The move comes hours after National Review reported on an intense pressure campaign by anti-Trump Republicans who have urged Christie to exit the race ahead of the New Hampshire primary to boost Nikki Haley, who has cut into frontrunner Donald Trump’s lead in recent polls. His decision came as a surprise to many of his own steering committee members, many of whom told National Review in the hours leading up to his announcement they had not been informed about his decision to bow out of the race.

Christie joined the race in June as the most vocal Trump critic in the Republican field. He called Trump a “lonely, self-consumed, self-serving mirror hog,” in his campaign announcement.

The former blue-state governor focused his campaign solely on New Hampshire, where he reached third place in polls but failed to come close to frontrunner Donald Trump, or Nikki Haley, who emerged as Trump’s most formidable opponent in the state.

Christie increasingly faced calls to drop out as the New Hampshire primary neared and polling indicted a tightening race between Haley and Trump. A CNN/University of New Hampshire poll found Haley coming within seven percentage points of Trump in the Granite State in early January, while Christie notched 12 percent support – enough to potentially make-or-break Haley’s bid to defeat Trump in the state.

And in national polling, Christie failed to break through, sitting in fifth place with an average of 3.5 percent support, per a RealClearPolitics polling average.

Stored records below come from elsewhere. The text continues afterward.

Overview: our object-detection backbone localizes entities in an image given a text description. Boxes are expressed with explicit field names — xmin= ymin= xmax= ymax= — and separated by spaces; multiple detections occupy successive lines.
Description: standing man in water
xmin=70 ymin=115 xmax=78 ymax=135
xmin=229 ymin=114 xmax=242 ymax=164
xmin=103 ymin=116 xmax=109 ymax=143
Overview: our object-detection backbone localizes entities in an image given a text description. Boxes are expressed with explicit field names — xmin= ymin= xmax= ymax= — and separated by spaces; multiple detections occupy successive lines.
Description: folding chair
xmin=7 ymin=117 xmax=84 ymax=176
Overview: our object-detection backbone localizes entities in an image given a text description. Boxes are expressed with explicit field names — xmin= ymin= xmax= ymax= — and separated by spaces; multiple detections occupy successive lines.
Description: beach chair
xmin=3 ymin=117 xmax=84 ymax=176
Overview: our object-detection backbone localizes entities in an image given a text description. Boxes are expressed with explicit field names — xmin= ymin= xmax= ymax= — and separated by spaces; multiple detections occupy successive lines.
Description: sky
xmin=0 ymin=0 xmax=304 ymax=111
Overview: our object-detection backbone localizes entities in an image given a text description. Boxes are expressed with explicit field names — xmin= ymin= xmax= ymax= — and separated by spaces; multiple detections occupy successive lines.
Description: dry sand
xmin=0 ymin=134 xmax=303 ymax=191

Christie initially pushed back against calls to resign, expressing concern that Haley would not say whether she’d accept an offer from Trump to run as his vice president should he win the nomination. 

“Let’s say I dropped out of the race right now and I supported Nikki Haley,” Christie told supporters. “And then three months from now, four months from now, when you’re ready to go to the convention, she comes out as his vice president. What will I look like? What will all the people who supported her at my behest look like?”

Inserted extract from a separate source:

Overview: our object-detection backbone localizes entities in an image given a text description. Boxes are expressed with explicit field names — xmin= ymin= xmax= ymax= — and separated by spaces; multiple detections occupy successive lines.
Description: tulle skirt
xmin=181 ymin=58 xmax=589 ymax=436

“I’m not going to make the same mistake again,” Christie said. 

Christie first ran for president in 2016, finishing sixth-place in New Hampshire before dropping out and becoming the first high-profile Republican presidential candidate to endorse Trump.

He’s still haunted by that decision, releasing an ad earlier this month admitting he “made a mistake” in endorsing the forty-fifth president eight years ago. Still, the former New Jersey governor went on to support Trump’s reelection bid in 2020 and even helped him prepare for the debates.

Throughout the 2024 race, Trump refused to participate in any of the Republican National Committee-sponsored debates, depriving Christie of the confrontation which served as the motivating rationale for his campaign.

The former New Jersey governor has pledged not to support Trump if he becomes the nominee, but has said he would “absolutely” support Haley or Florida governor Ron DeSantis if they won the nomination.

Haley reacted to Christie’s exit in a statement on Wednesday: “Chris Christie has been a friend for many years. I commend him on a hard-fought campaign. Voters have a clear choice in this election: the chaos and drama of the past or a new generation of conservative leadership. I will fight to earn every vote, so together we can build a strong and proud America.”